Cree hunters often invest significant amounts of energy to build soft infrastructure, such as mud dikes, to protect important marshes from drying up so that future generations can hunt (2, 4). Through intergenerational use, these marshes become imbued with history, culture, and identity and take on a value of their own (2). However, management decisions are influenced by ongoing environmental, social, and technological changes (2). Hunters may stop maintaining a marsh if, for example, geese change their flight paths and no longer visit an area (2). The marsh is still valued as an historic place that contributes to people’s identity (2).
The goose and the coastal marsh each have a value that is relational to specific Cree hunters, that cannot be reduced to one another or substituted, and that is interdependent. The relational values in Cree goose hunting involve social-social relationships (e.g., intergenerational use), social-ecological relationships (e.g., hunters valuing birds and certain marshes), and ecological-ecological relationships (e.g., spatial-temporal interactions between geese and marshes) (Fig. 1). What we can learn from the Cree goose hunting example is how the values people place on certain ecosystem components are interdependent with values they have for other components.
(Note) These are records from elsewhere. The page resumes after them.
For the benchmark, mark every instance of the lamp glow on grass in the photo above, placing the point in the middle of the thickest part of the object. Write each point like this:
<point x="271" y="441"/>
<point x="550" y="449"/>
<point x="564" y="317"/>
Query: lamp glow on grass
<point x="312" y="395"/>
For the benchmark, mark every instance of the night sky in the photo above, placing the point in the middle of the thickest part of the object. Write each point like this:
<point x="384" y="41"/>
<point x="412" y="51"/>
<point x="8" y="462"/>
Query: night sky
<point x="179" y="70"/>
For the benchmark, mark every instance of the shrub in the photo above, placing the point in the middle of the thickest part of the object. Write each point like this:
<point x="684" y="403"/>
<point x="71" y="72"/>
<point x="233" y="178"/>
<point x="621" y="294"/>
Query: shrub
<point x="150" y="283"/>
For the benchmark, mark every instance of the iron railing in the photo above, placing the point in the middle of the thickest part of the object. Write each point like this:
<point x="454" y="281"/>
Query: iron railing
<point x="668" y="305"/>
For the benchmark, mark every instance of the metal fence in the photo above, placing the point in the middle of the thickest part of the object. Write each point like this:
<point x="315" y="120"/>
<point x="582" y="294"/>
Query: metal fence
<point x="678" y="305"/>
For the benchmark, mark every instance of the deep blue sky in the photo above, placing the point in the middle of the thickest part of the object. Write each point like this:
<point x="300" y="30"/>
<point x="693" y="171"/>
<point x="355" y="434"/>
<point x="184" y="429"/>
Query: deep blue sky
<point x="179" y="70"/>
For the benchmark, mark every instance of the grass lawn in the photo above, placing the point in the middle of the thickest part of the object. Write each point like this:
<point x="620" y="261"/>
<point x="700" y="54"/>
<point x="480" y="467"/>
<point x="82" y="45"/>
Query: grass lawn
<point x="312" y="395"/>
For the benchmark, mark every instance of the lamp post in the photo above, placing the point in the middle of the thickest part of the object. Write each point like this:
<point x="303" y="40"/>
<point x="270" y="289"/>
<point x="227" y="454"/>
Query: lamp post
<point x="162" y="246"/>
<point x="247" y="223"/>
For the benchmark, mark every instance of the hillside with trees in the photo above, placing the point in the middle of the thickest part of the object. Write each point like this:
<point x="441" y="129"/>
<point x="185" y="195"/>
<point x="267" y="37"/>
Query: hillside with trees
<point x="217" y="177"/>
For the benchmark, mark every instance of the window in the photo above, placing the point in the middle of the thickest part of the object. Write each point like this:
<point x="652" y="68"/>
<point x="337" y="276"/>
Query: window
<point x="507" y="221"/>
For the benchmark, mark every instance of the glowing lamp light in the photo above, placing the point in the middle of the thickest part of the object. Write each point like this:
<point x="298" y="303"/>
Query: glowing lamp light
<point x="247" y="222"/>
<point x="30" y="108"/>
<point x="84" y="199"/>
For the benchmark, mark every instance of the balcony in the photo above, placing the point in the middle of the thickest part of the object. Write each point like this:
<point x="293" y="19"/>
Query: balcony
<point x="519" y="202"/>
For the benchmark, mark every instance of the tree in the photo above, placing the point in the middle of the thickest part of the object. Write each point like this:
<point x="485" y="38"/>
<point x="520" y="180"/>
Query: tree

Considering a wider array of social and ecological relationships helps flesh out the relational value concept. It can promote cross fertilization with other disciplines such as social network research, where social-ecological systems are conceptualized as networks with social-social, social-ecological, and ecological-ecological relations (6). Such collaborations will hopefully lead to theoretical and methodological advances that will help us achieve Chan and colleagues’ goal: a meaningful understanding of ecosystem services valuation that can better inform research and policy.
Acknowledgments: I’d like to thank the CHANS lab for hosting my commentary and Kai Chan for editorial comments and advice.
Jesse Sayles is a postdoctoral fellow at the Climate Change Adaptation Research Group at McGill University. He does human-environment and sustainability research in costal and watershed systems. He is friends and colleagues with several CHANS lab members.
1. Chan KM et al. (2016) Why protect nature? Rethinking values and the environment. Proc Natl Acad Sci U S A 113:1462–1465.
2. Sayles JS, Mulrennan ME (2010) Securing a Future: Cree Hunters’ Resistance and Flexibility to Environmental Changes, Wemindji, James Bay. Ecol Soc 15:22.
3. Pendea IF, Costopoulos A, Nielsen C, Chmura GL (2010) A new shoreline displacement model for the last 7 ka from eastern James Bay, Canada. Quat Res 73:474–484.
4. Sayles JS (2015) No wilderness to plunder: Process thinking reveals Cree land-use via the goose-scape. Can Geogr / Le Géographe Can 59:297–303.
5. Peloquin C, Berkes F (2009) Local knowledge, subsistence harvests, and social-ecological complexity in James Bay. Hum Ecol 37:533–545.
6. Bodin Ö, Tengö M (2012) Disentangling intangible social–ecological systems. Glob Environ Chang 22:430–439.
|Photo: Canada Geese flying in Wemindji.|
Source: Cree Nation of Wemindji online gallery.
 While the coast is likely always to be important, a new set of ecosystem relationships may also be emerging. Hunters increasingly travel inland and hunt at roadside gravel pits due to a combination of social and ecological changes that affect where geese go and the amount of time people have for hunting (5). Thus, for some hunters, these roadside areas may take on a different value in the future than they have had in the past.